Ia menambahkan bahwa dengan SDM yang kompeten dan berintegritas, potensi kecurangan dan pelanggaran dapat diminimalisir, sehingga setiap suara yang diberikan oleh masyarakat benar-benar dihargai dan dijaga kemurniannya.
“Soliditas SDM bukan hanya tentang kemampuan teknis, tetapi juga tentang integritas dan komitmen terhadap prinsip-prinsip demokrasi itu sendiri,” ujarnya.
Sementara itu, Anggota Bawaslu Bali yang juga Koordinator Divisi Sumber Daya Manusia, Organisasi, Pendidikan, dan Pelatihan, I Nyoman Gede Putra Wiratma, menyatakan bahwa banyak hal yang perlu disiapkan, terutama dalam mengawal proses pemilihan di Bali.

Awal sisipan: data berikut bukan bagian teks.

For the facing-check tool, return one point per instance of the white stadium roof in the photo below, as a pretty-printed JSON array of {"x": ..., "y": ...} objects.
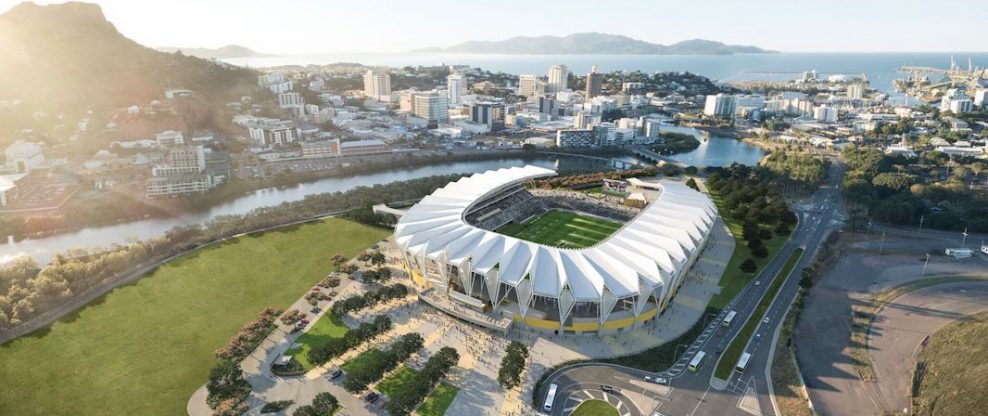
[{"x": 641, "y": 256}]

“Keserentakan ini pada dasarnya bukan memudahkan, tetapi menambah beban bagi penyelenggara. Tidak ada lagi kata ‘tidak siap’ hari ini. Oleh karena itu, kami di Bawaslu harus mempersiapkan kinerja maksimal SDM kami dalam mengawal proses demokrasi,” pungkasnya.(gun/gb)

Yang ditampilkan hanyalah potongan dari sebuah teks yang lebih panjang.